I consulted AI and discussed what made sense over an extended period. I tried using NLPs to automate the task entirely, but nothing worked or felt right.
Then I decided to break down the tags and analyze the frequency of words within the tags, hoping this would provide more insights.
If I thought manually entering 800 characters was a lot, I had another thing coming. One dataset alone had 7000 additional tags.
So, I had to take a step back and think about what made sense. I decided to reduce my dataset, which I also had to partially fill out manually. I chose to only include tags that appeared at least twice.
Many tags were fandom- or character-specific, making categorization even harder. How do I categorize something like “BAMF! Peter Parker”? So, I decided to remove all fandom-specific tags, whether they mentioned a character or were unique to that fandom, from the categorization process.

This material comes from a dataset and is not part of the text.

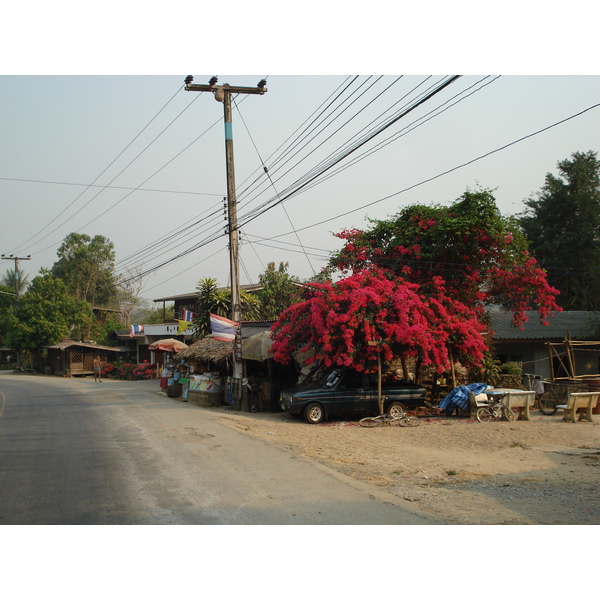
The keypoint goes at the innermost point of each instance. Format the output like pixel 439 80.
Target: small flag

Unfortunately, this also had to be done mostly manually. I did my best to search for and filter out all characters and terms in the dataset that could be part of a fandom. This approach proved effective, allowing me to handle multiple rows at once more quickly. With a more streamlined dataset containing only additional tags without fandom-specific content, I applied the same principle and searched for words that were meaningful and could occur frequently enough for categorization.
Just like with the characters, I started with the overall tags and compared them with the remaining datasets, so I had less categorization work with each subsequent dataset.
With a more manageable dataset, I could again enlist the help of ChatGPT to categorize the remaining tags. One could debate for hours how meaningful these categorized data are, but I believe that even if it can’t be 100% accurate, it still provides a good overall picture of the fandom’s mood.
Through this process, I discovered a lot about myself, such as the fact that I can stare at an Excel sheet for 20 hours straight and still function. However, this process also brought me closer to understanding NLP, and I now have a basic grasp of how it works. Even though many things did not go smoothly in my case, I am glad I had this time and experience. It has prepared me better for any future encounters with such data.